AWS Security Lake
Amazon Security Lake is a purpose-built security data lake managed by AWS. It automatically centralizes security data from AWS environments, SaaS providers, on-premises systems, and custom sources into a single store in your own S3 bucket using the Open Cybersecurity Schema Framework (OCSF), making cross-organization security analytics straightforward.
AWS Security Lake Integration
Enrich security events with compliance control mappings before they land in AWS Security Lake. This guide uses a Kinesis Data Firehose delivery stream with a Lambda transformation function to call the Secberus /v1/map endpoint on each batch of records in flight.
Architecture
Security Events
(GuardDuty, CloudTrail,
custom sources, etc.)
│
▼
Kinesis Data Firehose
│
│ invoke (batch)
▼
Lambda Transform Function
├─ calls POST /v1/map
└─ adds secberus_compliance field
│
▼
AWS Security Lake (S3)
enriched records with
compliance control mappings
Step 1 — Discover Available Framework IDs
Before writing any code you need to know which framework IDs to use. Retrieve the full list:
curl -s -H "authorization: $SECBERUS_API_KEY" \
https://compliance.secberus.ai/v1/frameworks \
| jq '.[] | {id, name, region}'
Sample output:
{"id": "pci_dss_v4", "name": "PCI DSS v4.0", "region": "Global"}
{"id": "nist_800_53_r5", "name": "NIST SP 800-53 Rev 5", "region": "US"}
{"id": "nist_csf_v2", "name": "NIST Cybersecurity Framework v2.0", "region": "US"}
{"id": "iso_27001", "name": "ISO/IEC 27001:2022", "region": "Global"}
{"id": "soc2", "name": "SOC 2 Type II", "region": "US"}
{"id": "aicpa_tsc", "name": "AICPA Trust Services Criteria", "region": "US"}
Note the id values you want to map against — you will set these in the Lambda environment variables in Step 3.
Step 2 — Store the API Key in AWS Secrets Manager
Store your Secberus API key as a plaintext secret (not JSON):
aws secretsmanager create-secret \
--name "secberus/api-key" \
--secret-string "YOUR_API_KEY_HERE"
Note the returned ARN — you will set it as a Lambda environment variable in Step 3.

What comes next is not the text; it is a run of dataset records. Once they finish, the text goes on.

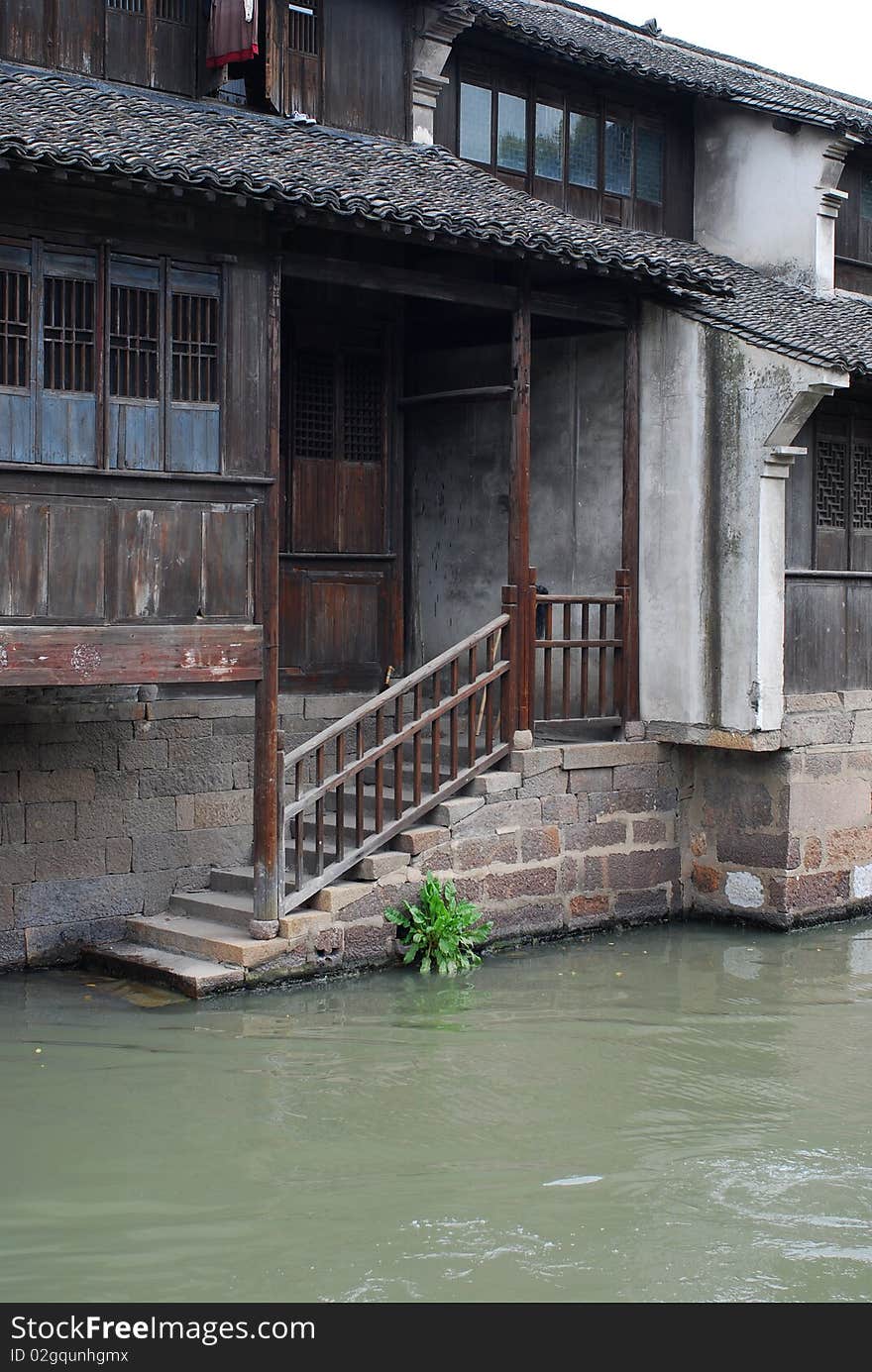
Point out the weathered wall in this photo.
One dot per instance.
(786, 838)
(110, 802)
(458, 476)
(760, 192)
(715, 414)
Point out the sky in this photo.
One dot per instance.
(829, 43)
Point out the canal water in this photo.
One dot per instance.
(670, 1114)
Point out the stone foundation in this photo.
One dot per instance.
(113, 800)
(786, 838)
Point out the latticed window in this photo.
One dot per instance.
(831, 494)
(67, 334)
(14, 328)
(146, 398)
(315, 405)
(861, 485)
(173, 11)
(363, 419)
(338, 406)
(843, 492)
(134, 343)
(302, 28)
(195, 349)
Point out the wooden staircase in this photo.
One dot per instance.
(406, 756)
(366, 794)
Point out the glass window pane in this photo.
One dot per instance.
(618, 157)
(584, 150)
(474, 124)
(650, 164)
(512, 132)
(550, 142)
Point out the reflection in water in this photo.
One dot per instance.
(672, 1114)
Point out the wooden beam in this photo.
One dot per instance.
(268, 823)
(121, 655)
(474, 392)
(455, 289)
(629, 542)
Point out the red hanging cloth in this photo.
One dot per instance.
(232, 32)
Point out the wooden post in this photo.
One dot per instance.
(519, 497)
(268, 897)
(629, 553)
(508, 695)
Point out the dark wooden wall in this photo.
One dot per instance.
(854, 227)
(150, 43)
(366, 68)
(828, 584)
(341, 569)
(519, 71)
(120, 566)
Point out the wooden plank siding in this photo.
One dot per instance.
(117, 656)
(147, 43)
(134, 471)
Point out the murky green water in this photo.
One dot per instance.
(672, 1115)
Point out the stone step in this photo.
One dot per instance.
(225, 907)
(378, 865)
(419, 838)
(189, 976)
(459, 807)
(491, 784)
(206, 939)
(333, 898)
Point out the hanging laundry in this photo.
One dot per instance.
(232, 32)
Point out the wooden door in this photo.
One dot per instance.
(341, 573)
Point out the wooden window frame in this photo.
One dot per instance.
(839, 427)
(46, 260)
(566, 99)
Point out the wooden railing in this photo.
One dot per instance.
(369, 777)
(579, 670)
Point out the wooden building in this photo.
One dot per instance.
(419, 357)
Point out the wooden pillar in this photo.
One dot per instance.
(519, 498)
(268, 827)
(629, 555)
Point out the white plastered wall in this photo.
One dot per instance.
(717, 417)
(768, 196)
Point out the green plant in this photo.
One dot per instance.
(440, 927)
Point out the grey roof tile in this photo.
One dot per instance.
(73, 121)
(592, 38)
(832, 331)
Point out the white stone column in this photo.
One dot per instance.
(771, 586)
(437, 28)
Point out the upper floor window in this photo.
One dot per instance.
(302, 28)
(109, 361)
(598, 160)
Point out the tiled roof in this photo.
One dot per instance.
(832, 331)
(73, 121)
(591, 38)
(70, 121)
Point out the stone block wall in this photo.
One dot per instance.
(111, 802)
(114, 798)
(786, 838)
(579, 838)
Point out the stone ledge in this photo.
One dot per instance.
(707, 736)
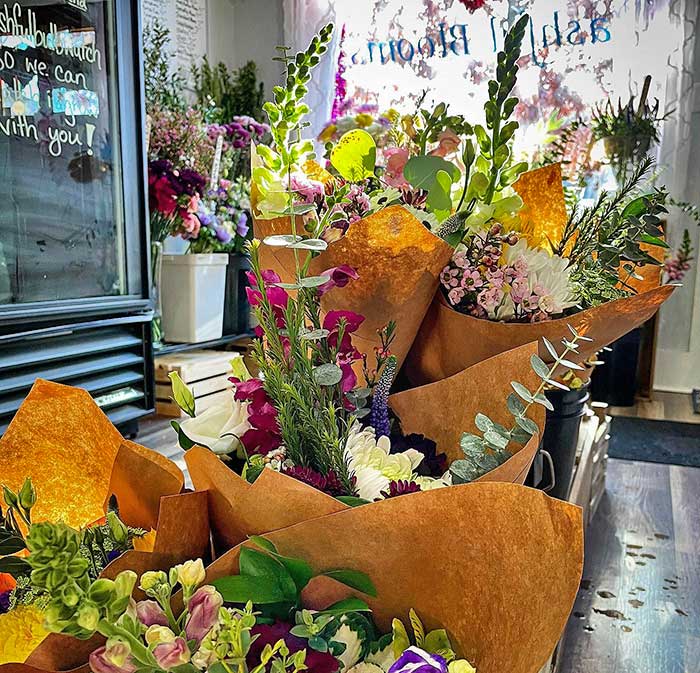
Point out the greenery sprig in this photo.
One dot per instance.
(486, 452)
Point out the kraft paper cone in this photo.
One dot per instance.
(497, 565)
(446, 409)
(239, 509)
(398, 261)
(182, 533)
(449, 342)
(543, 215)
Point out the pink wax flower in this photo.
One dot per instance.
(448, 143)
(338, 276)
(204, 612)
(171, 655)
(396, 158)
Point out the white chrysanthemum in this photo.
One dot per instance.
(431, 483)
(548, 276)
(372, 464)
(219, 427)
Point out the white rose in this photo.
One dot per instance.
(219, 427)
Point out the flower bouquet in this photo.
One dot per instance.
(307, 598)
(123, 501)
(306, 438)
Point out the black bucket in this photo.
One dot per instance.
(561, 435)
(236, 308)
(615, 382)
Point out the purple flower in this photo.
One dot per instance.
(222, 235)
(204, 612)
(415, 660)
(150, 613)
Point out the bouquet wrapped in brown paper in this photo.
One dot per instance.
(61, 460)
(397, 262)
(554, 272)
(446, 412)
(472, 574)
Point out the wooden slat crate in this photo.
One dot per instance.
(205, 372)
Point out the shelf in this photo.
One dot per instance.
(214, 343)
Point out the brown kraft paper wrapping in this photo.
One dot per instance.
(446, 409)
(497, 565)
(398, 262)
(442, 412)
(449, 342)
(65, 424)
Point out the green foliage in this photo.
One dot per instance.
(485, 452)
(301, 375)
(605, 239)
(355, 156)
(224, 94)
(164, 88)
(287, 110)
(433, 642)
(492, 170)
(274, 582)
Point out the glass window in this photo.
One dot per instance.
(61, 200)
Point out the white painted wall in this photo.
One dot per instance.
(244, 30)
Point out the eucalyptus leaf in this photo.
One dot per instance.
(522, 391)
(282, 240)
(315, 244)
(539, 367)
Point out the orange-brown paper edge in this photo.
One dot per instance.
(398, 262)
(182, 533)
(470, 558)
(239, 509)
(446, 409)
(449, 342)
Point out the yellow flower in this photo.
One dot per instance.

Step 3 — Create the Lambda Transformation Function
Create a Python 3.12 Lambda function with the following code. Firehose passes records in batches; the function calls /v1/map once per batch (not once per record) to minimize API calls, then attaches results to each event before returning them to Firehose.
import base64
import json
import os
import urllib.request
import urllib.error
import boto3
# Module-level cache — avoids a Secrets Manager call on every warm invocation
_api_key = None
def get_api_key():
global _api_key
if _api_key:
return _api_key
client = boto3.client("secretsmanager")
resp = client.get_secret_value(SecretId=os.environ["SECBERUS_API_KEY_ARN"])

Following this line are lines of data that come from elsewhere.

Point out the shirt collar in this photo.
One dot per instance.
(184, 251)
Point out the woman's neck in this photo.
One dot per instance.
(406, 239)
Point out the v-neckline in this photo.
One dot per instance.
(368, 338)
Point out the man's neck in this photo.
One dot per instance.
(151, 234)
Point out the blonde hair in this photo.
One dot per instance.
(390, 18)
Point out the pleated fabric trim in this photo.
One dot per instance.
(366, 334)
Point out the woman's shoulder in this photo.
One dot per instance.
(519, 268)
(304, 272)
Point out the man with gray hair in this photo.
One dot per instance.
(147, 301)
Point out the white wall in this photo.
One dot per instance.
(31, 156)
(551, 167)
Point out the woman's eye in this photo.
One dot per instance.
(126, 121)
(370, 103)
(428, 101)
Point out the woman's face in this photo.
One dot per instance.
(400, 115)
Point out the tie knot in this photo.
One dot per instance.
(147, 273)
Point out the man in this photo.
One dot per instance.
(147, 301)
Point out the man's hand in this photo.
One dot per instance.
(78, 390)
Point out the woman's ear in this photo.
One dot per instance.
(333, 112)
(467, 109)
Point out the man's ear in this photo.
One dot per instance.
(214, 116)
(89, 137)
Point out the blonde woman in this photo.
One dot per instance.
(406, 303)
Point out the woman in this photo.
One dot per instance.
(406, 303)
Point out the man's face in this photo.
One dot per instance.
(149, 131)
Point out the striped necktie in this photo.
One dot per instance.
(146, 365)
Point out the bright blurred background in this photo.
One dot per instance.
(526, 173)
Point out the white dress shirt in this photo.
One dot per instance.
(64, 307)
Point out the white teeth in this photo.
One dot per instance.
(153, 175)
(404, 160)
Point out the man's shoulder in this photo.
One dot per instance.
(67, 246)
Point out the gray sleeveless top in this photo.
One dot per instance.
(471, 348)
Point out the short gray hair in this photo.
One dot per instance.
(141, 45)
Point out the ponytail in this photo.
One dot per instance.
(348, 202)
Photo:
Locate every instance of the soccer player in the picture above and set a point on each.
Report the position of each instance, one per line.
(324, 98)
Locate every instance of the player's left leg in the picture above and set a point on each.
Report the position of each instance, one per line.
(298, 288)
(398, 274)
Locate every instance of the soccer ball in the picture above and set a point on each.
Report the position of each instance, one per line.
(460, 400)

_api_key = resp["SecretString"]
return _api_key
def call_map_api(api_key, documents):
frameworks = os.environ.get("SECBERUS_FRAMEWORKS", "pci_dss_v4").split(",")
min_sim = float(os.environ.get("SECBERUS_MIN_SIMILARITY", "0.3"))

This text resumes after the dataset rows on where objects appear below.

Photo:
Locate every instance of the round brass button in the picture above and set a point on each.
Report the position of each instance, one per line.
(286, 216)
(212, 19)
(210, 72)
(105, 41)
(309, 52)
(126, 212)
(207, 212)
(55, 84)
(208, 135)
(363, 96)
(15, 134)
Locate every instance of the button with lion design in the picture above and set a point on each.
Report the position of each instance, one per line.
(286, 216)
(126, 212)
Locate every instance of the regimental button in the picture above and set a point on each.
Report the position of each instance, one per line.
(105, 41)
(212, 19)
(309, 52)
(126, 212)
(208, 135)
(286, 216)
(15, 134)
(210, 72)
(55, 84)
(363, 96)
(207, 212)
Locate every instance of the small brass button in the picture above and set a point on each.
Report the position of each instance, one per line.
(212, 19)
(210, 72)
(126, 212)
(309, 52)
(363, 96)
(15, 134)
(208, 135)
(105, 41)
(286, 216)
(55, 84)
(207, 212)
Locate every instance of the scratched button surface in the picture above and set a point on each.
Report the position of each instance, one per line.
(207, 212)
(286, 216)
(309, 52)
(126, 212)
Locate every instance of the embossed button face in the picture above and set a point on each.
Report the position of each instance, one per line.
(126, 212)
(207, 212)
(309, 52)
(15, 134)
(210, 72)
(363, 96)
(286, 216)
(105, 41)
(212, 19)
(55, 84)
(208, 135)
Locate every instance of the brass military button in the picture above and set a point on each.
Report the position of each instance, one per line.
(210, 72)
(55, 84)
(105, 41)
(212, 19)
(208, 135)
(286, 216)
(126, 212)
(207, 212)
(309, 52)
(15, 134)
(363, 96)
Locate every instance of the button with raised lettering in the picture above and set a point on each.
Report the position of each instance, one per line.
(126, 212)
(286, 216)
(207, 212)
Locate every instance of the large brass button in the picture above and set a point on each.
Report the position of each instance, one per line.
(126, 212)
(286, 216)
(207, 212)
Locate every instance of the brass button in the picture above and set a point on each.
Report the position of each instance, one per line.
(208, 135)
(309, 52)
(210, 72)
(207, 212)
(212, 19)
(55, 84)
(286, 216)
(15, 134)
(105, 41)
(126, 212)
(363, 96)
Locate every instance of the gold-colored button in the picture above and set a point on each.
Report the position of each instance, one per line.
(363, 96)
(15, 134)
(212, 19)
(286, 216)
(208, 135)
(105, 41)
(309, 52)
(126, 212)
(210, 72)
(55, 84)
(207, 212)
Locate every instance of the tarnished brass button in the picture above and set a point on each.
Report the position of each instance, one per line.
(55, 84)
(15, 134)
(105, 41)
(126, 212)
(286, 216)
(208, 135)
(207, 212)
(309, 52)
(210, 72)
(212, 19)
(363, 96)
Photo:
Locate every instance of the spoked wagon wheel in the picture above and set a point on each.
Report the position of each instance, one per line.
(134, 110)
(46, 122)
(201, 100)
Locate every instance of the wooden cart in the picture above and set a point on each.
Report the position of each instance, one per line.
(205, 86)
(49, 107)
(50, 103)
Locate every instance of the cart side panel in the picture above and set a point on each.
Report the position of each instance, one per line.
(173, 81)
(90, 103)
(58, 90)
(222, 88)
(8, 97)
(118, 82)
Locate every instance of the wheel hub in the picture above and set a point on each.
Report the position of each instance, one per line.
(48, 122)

topk = int(os.environ.get("SECBERUS_TOPK", "3"))
payload = json.dumps({
"frameworks": frameworks,
"min_similarity": min_sim,
"topk": topk,
"documents": documents,
}).encode("utf-8")
req = urllib.request.Request(
"https://compliance.secberus.ai/v1/map",
data=payload,
headers={
"authorization": api_key,
"Content-Type": "application/json",
},
method="POST",
)
with urllib.request.urlopen(req, timeout=15) as resp:
return json.loads(resp.read())
def lambda_handler(event, context):
api_key = get_api_key()
# Decode all Firehose records
decoded = []
for record in event["records"]:
raw = base64.b64decode(record["data"]).decode("utf-8")
try:
data = json.loads(raw)
except json.JSONDecodeError:
data = {"_raw": raw}
decoded.append({"recordId": record["recordId"], "data": data})
# Build one document per record — use whichever field carries meaningful text
source_field = os.environ.get("SECBERUS_SOURCE_FIELD", "description")
documents = [
{"id": item["recordId"], "document": text}
for item in decoded
if (text := item["data"].get(source_field, "").strip())
]
# Single batched API call for all records in this Firehose batch
compliance_by_record = {}
if documents:
try:
result = call_map_api(api_key, documents)
for fw in result.get("frameworks", []):
for control in fw.get("controls", []):
rid = control["document_id"]
compliance_by_record.setdefault(rid, []).append({
"framework_id": fw["framework_id"],
"control_id": control["control"]["id"],
"family": control["control"].get("family"),
"similarity": control["similarity"],
"confidence": control["confidence"],
})
except urllib.error.HTTPError as e:
print(f"Secberus API HTTP error {e.code}: {e.read().decode()}")
except Exception as e:
print(f"Secberus API error: {e}")
# Re-encode records with enrichment attached
output = []
for item in decoded:
rid = item["recordId"]
enriched = item["data"]
enriched["secberus_compliance"] = compliance_by_record.get(rid, [])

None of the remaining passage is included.